I must be missing something, and have spent a good few hours trying to work this out.
Using: 1.0.39.dev0
I have a TabularDataBunch created like this:
data = TabularDataBunch.from_df(path, df=df, dep_var=dep_var, valid_idx=valid_idx, procs=procs, cat_names=cat_vars, cont_names=cont_vars, test_df=df_test)
and a learner created as per below:
learn = tabular_learner(data, layers=[1000,500], ps=[0.001,0.01], emb_drop=0.04, metrics=accuracy)
I can create a single prediction ok using:
learn.predict(df_test.iloc[0])
Category the_predicted_category,
tensor(249),
tensor([2.6166e-04, 7.0190e-05, 1.6028e-05, 5.5844e-06, 1.7006e-03, 1.3622e-04,
4.4630e-04, 5.3242e-05, 5.2404e-06, 8.1808e-04, 1.8185e-05...
- however I want to predict on the entire test set and get the category (ie ‘the_predicted_category’ as above for each row in the test dataset.

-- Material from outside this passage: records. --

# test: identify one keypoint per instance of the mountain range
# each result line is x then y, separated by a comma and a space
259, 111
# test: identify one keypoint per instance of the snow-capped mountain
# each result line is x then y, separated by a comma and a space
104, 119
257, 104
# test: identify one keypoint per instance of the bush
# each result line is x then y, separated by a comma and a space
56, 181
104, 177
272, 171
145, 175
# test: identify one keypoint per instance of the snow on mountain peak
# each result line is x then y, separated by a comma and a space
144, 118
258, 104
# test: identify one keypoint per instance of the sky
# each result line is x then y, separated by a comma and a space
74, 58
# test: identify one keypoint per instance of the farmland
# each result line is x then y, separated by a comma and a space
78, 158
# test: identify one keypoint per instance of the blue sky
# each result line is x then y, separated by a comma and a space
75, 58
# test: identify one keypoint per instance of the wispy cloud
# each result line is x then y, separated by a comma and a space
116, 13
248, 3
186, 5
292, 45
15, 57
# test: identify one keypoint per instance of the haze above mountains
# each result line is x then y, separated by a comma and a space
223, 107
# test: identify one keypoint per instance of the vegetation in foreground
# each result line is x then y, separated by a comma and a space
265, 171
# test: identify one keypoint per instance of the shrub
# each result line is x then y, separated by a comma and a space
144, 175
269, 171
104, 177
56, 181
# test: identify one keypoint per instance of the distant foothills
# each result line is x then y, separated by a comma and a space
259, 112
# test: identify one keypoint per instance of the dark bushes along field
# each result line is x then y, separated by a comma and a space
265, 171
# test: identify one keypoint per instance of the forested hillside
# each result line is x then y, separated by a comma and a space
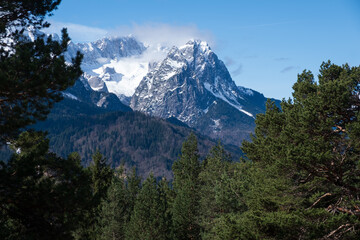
299, 177
132, 138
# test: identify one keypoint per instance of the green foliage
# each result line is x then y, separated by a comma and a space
114, 209
213, 169
148, 220
308, 157
32, 73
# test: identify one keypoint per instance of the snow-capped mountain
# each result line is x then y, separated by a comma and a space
116, 64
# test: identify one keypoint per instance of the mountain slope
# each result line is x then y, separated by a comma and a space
193, 85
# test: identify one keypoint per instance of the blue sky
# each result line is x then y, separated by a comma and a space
264, 43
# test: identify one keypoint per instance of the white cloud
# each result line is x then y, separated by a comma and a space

I can get the predictions like this:
preds, y = learn.get_preds(DatasetType.Test)
which returns:
tensor([9.1703e-08, 2.5174e-07, 1.0606e-07, 3.4502e-08, 3.1051e-07, 4.4129e-07,
1.0235e-06, 2.3513e-07, 3.2420e-08, 6.2728e-07, 3.2848e-07, 7.2376e-07,
4.3272e-07, 4.3480e-07, 7.6543e-07, 4.0239e-07, 1.6350e-07, 2.8251e-07,
3.4620e-07, 2.1245e-07, 1.3313e-07, 4.1516e-07...

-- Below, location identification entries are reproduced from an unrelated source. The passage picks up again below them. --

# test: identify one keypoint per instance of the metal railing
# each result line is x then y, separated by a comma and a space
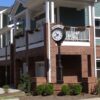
80, 34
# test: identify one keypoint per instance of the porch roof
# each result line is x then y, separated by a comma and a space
38, 5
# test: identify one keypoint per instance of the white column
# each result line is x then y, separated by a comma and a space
11, 36
52, 12
90, 15
1, 41
27, 20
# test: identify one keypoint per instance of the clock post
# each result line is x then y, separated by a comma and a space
58, 35
60, 67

Then from the index of the most likely in the tensor above, how do I get get the actual class it corresponds to?
Things I have tried:
My predicted tensor has dimension torch.Size([632])
If I get a CategoryList from the test dataset:
data.test_ds.y
It has a length of 8 and is non-unique - I presume this is giving me a batch of y data (same for data.test_dl.dataset.y)
Then if I look at:
data.train_ds.classes
the dep_var that I want to reconstruct the category name out of is not in the classes, even though it was included:
df = train_df[cat_vars + cont_vars + [dep_var]].copy()

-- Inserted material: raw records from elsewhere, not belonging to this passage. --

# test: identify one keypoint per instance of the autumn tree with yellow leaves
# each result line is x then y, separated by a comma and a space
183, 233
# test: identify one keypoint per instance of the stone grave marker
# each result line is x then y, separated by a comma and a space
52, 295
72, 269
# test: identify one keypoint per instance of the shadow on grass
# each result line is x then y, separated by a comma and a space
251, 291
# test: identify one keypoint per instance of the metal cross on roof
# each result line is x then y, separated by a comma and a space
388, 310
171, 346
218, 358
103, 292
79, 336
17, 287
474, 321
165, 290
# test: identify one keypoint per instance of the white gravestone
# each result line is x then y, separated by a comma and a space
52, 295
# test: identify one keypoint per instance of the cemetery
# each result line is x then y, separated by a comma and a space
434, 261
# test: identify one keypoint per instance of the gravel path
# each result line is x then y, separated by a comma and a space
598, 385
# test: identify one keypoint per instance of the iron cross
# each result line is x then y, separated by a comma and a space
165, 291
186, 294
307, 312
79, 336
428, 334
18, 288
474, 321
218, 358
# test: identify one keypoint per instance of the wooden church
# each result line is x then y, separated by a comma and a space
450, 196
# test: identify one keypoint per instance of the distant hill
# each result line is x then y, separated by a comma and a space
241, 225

Then when I look at TabularDataBunch.from_df() during execution:
src = (TabularList.from_df(df, path=path, cat_names=cat_names, cont_names=cont_names, procs=procs)
.split_by_idx(valid_idx)
.label_from_df(cols=dep_var, classes=classes))
data.train_dl.c
returns 632 - which looks to be the number of categories in my dep_var…
Testing the assumption that fastai just uses something similar to below to generate the categories from which test predictions are made (I couldnt find anything like this in the code), and then indexing into ‘categories_to_index_into’ to get the predicted category :
categories_to_index_into=set(train_df['Target_Column'].values)
does not give the same predicted categories as per:
for idx, row in df_test.iterrows():
pred = learn.predict(row)
Iterating though the entire dataframe row by row is unfeasible as it contains several million rows. Has anyone managed to work this out?